Parti sloganları ve manifestolarının da dini ifadelere evrilmesi, Türk-İslâm münasebeti sebebiyle bu topraklarda dünyaya gelenlerin bir şekilde İslâmî değerlerle ilişkisinden ileri gelmektedir. Hak, adalet, dua, millet ve sair kavramları bu dönemde dillerine pelesenk edenler bu toprakların değerlerinden kendi iktidarları için istifade etmek isteyenlerdir. Yoksa ne bu kavramları ne de tamamının devşirildiği Kur’ân’ı yüceltmek umurlarında değildir. İlâ-yı Kelimetullah ile tarih sahnesine çıkmış ve bu uğurda her şeyi göze alan bizlerin bir oyunun içerisine çekilmek istendiği açıktır.
Öte yandan “Yüzünü güneşe dön” şeklinde bir sloganla ortaya çıkma garabetine tutulmuş bulunanlar Türk milletinin asırlardır yüzünü güneşe değil Mescid-i Haram’a çevirdiğinden bihaber gibidir.
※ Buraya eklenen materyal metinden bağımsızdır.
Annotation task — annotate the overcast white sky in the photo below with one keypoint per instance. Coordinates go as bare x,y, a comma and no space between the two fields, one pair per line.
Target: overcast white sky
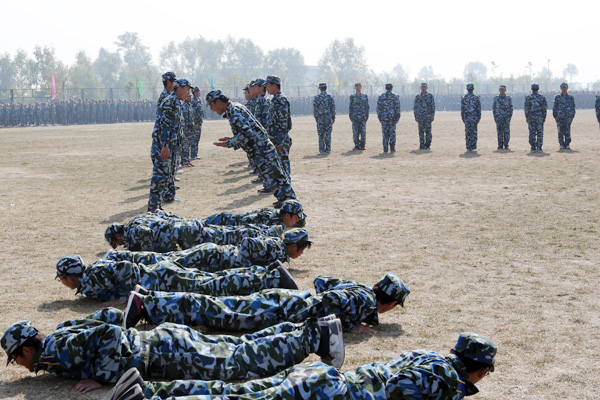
444,34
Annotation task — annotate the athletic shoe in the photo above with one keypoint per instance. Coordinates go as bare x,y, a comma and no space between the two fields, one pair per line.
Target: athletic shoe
128,380
285,279
332,329
134,311
141,290
265,191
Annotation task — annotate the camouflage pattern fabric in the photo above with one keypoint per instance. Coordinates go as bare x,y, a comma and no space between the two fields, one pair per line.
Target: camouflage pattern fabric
198,110
536,108
564,112
359,114
279,125
502,110
424,109
107,279
419,374
97,347
250,136
324,113
470,112
168,128
388,113
353,303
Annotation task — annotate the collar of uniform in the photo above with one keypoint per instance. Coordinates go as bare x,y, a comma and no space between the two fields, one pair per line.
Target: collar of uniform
458,365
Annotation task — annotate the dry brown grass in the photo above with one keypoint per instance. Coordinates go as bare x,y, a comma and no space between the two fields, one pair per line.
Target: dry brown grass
504,244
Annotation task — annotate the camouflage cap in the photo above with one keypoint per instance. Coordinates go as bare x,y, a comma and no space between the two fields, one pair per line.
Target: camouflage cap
181,83
293,207
393,286
16,335
476,348
110,233
169,76
213,95
296,235
70,264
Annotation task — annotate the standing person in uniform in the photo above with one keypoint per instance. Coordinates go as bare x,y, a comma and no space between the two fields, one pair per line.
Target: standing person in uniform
470,112
249,135
324,113
359,114
280,122
536,108
168,80
96,349
388,112
414,375
424,110
502,110
167,129
563,112
198,111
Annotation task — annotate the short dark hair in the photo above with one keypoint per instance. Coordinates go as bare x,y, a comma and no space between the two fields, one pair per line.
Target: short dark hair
470,364
382,297
36,342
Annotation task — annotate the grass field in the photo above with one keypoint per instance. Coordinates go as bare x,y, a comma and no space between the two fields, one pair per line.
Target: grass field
503,243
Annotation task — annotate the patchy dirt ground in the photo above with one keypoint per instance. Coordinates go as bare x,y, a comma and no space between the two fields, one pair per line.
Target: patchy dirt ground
504,243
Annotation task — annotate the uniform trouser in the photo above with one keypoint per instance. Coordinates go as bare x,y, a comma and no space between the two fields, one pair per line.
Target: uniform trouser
564,131
194,233
388,129
359,133
503,131
471,134
424,132
272,173
195,142
303,381
159,182
233,313
169,277
536,133
324,128
172,351
207,257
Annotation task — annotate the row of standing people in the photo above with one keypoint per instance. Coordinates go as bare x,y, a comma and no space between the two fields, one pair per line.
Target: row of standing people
389,112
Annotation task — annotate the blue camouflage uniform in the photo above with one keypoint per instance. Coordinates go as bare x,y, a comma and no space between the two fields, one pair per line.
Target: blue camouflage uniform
359,114
167,130
424,109
388,112
536,108
198,111
98,347
279,126
502,110
563,112
324,113
108,279
351,302
470,112
418,374
249,135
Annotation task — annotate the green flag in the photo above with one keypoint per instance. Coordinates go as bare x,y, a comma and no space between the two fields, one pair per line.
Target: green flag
140,90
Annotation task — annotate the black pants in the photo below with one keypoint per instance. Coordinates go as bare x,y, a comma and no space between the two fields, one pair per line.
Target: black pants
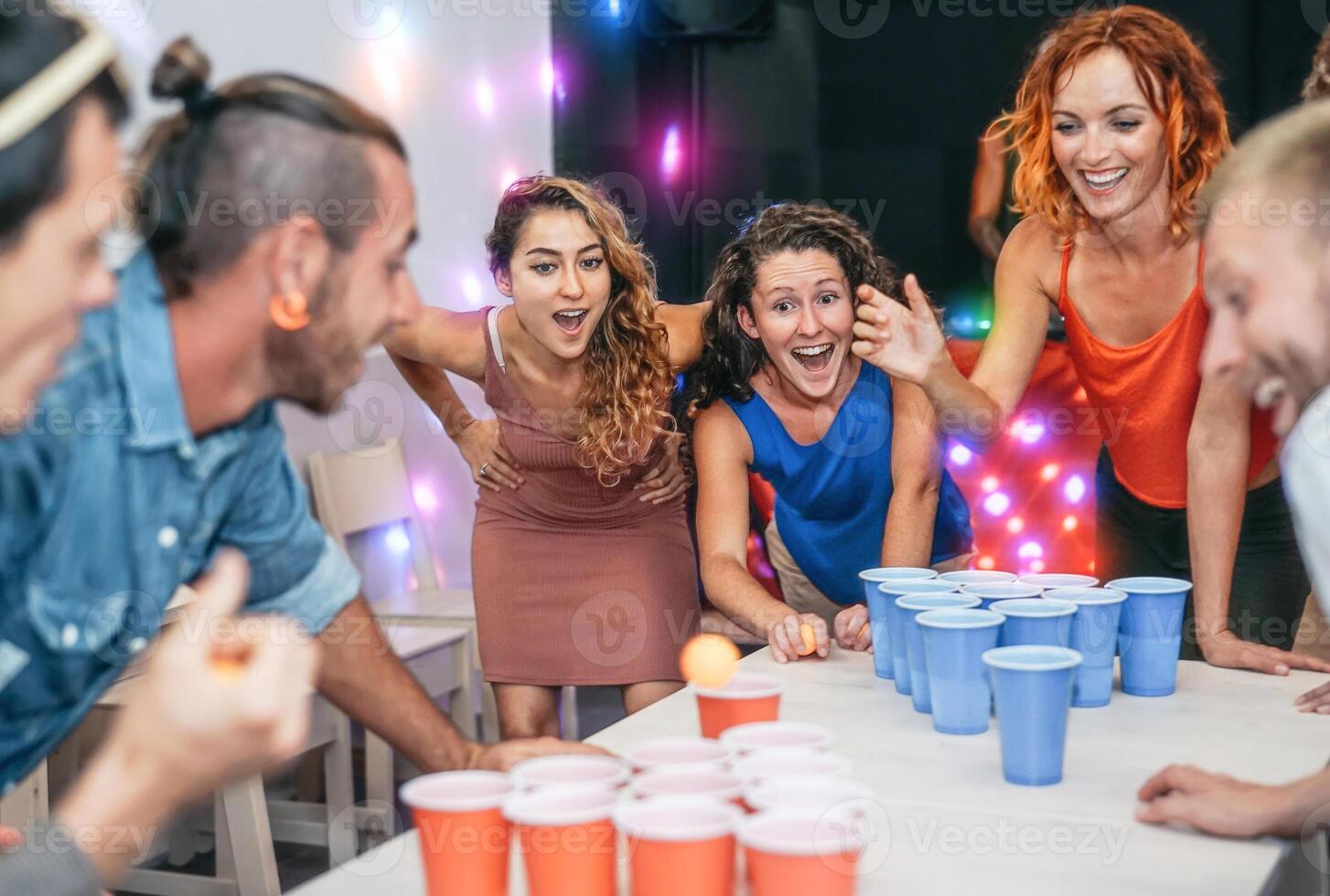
1271,585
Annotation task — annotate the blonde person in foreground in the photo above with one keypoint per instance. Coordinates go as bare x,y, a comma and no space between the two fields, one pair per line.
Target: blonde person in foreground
1268,263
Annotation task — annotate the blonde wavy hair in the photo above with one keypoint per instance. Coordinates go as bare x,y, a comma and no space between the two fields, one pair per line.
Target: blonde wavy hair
1174,76
627,377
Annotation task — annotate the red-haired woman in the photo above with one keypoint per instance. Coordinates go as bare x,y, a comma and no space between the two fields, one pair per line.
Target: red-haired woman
1119,123
579,580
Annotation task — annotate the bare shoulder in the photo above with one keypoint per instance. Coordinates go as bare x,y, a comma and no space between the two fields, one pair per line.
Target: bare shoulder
1033,257
454,340
717,432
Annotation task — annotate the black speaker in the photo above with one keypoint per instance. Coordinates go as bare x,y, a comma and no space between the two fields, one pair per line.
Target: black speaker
708,19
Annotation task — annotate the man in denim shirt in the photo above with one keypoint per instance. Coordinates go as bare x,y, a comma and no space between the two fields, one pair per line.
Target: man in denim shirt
160,444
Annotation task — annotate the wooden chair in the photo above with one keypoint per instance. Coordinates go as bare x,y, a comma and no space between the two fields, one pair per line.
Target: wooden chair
359,492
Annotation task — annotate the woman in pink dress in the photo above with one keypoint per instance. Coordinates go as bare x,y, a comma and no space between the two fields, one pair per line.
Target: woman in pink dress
577,580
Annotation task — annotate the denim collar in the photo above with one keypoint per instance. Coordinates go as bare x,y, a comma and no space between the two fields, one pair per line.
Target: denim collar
148,359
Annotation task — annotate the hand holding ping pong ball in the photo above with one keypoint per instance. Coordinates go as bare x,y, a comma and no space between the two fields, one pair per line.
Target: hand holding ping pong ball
809,637
709,661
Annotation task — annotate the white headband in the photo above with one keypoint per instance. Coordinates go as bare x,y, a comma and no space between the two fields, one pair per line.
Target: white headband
32,104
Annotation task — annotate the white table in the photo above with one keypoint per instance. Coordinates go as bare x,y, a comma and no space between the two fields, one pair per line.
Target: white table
957,827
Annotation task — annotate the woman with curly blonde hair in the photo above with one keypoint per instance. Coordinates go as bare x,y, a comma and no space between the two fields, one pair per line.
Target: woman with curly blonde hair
1119,123
854,457
580,577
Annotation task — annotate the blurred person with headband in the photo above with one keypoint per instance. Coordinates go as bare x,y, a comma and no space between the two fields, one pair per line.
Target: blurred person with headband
187,728
1268,267
216,319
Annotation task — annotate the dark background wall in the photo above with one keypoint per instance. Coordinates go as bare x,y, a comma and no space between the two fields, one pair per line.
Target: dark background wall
881,122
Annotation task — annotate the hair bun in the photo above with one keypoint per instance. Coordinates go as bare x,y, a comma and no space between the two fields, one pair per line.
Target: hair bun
182,72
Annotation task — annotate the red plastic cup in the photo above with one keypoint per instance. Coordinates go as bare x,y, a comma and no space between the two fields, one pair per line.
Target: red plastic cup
757,737
693,752
462,830
747,697
801,851
679,845
565,770
689,782
567,839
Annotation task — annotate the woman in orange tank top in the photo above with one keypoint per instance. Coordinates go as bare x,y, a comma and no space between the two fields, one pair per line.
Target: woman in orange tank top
1119,123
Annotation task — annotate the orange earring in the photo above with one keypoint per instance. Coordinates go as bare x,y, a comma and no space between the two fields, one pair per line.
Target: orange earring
290,311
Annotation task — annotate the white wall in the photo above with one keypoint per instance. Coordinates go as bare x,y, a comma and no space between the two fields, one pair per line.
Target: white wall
421,63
Mihraplarımızı süsleyen Rabbimizin buyruğu “yüzünü Mescid-i Haram’a dön”(Bakara, 144) ile bizler günde beş vakit yüzümüzü Mescid-i Haram’a çevirir ona teslimiyetimizi ifade ederiz. Yüzlerini güneşe dönenler güneş perestlerdir. Belkıs ve kavmi de yüzünü güneşe döner ibadet ederlerdi:
“Çok geçmeden (Hüdhüd) gelip: Ben, dedi, senin (Hz. Süleyman) bilmediğin bir şeyi öğrendim. Sebe’den sana çok doğru (ve önemli) bir haber getirdim. Gerçekten, onlara (Sebe’lilere) hükümdarlık eden, kendisine her şey verilmiş ve büyük bir tahtı olan bir kadınla karşılaştım. Onun ve kavminin, Allah’ı bırakıp güneşe secde ettiklerini gördüm. Şeytan, kendilerine yaptıklarını süslü göstermiş de onları doğru yoldan alıkoymuş. Bunun için doğru yolu bulamıyorlar. (Şeytan böyle yapmış ki) göklerde ve yerde gizleneni açığa çıkaran, gizlediğinizi ve açıkladığınızı bilen Allah’a secde etmesinler. (Hâlbuki) büyük Arş’ın sahibi olan Allah’tan başka tanrı yoktur.”(Neml, 22-26).